Adipose tissue is central to the regulation of whole-body energy homeostasis. Beyond storing excess energy, white, beige and brown adipocytes continuously adapt their metabolic activity to changing nutritional and environmental demands. In obesity, this adaptive capacity progressively deteriorates, leading to impaired mitochondrial function, reduced thermogenic activity, chronic inflammation and metabolic dysfunction. Restoring adipocyte metabolic fitness therefore represents a promising strategy to complement current obesity therapies, which primarily focus on reducing food intake.
Our research investigates the molecular mechanisms that determine metabolic fitness in adipocytes. We study how intracellular proteins regulate mitochondrial function, lipid utilization, thermogenic activation and energy expenditure, and how these processes become impaired during obesity. By integrating human adipocyte models, genetically modified mice and multi-omics technologies, we identify key regulators that preserve or restore metabolically competent adipocytes.

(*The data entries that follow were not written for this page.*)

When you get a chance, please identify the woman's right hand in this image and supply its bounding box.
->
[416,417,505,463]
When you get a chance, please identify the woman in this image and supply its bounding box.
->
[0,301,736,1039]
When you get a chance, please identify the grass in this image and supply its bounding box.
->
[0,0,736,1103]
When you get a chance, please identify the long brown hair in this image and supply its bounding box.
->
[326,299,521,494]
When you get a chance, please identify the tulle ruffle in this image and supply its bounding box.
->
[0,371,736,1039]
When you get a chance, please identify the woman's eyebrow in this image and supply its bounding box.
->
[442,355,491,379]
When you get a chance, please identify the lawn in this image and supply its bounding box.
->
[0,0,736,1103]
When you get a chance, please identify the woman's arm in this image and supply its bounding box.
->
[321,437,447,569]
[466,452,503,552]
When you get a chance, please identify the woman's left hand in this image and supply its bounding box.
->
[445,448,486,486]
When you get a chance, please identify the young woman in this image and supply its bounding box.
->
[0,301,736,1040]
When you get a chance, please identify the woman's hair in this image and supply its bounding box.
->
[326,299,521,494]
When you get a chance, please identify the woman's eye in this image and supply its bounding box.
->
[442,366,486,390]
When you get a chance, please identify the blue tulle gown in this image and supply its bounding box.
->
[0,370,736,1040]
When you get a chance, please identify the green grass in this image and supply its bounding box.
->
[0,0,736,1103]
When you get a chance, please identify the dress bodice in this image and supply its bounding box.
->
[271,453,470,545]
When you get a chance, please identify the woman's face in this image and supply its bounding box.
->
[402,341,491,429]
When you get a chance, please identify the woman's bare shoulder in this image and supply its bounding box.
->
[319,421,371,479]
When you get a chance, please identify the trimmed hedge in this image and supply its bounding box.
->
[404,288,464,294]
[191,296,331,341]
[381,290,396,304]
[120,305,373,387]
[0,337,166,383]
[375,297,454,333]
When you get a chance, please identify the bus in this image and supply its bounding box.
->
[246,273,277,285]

A major focus of our work is the discovery of previously unrecognized protein functions in adipocyte metabolism. Our studies have established myoglobin as a critical regulator of lipid utilization and mitochondrial respiration in thermogenic adipocytes and revealed its essential role in maintaining whole-body energy expenditure and metabolic health. Building on these findings, we investigate additional molecular pathways that control adipocyte metabolic plasticity and explore therapeutic approaches aimed at rejuvenating adipocyte function to increase energy expenditure and improve metabolic health.
Our goal is to identify molecular mechanisms that preserve or restore adipocyte metabolic fitness and to harness these pathways to increase energy expenditure in obesity.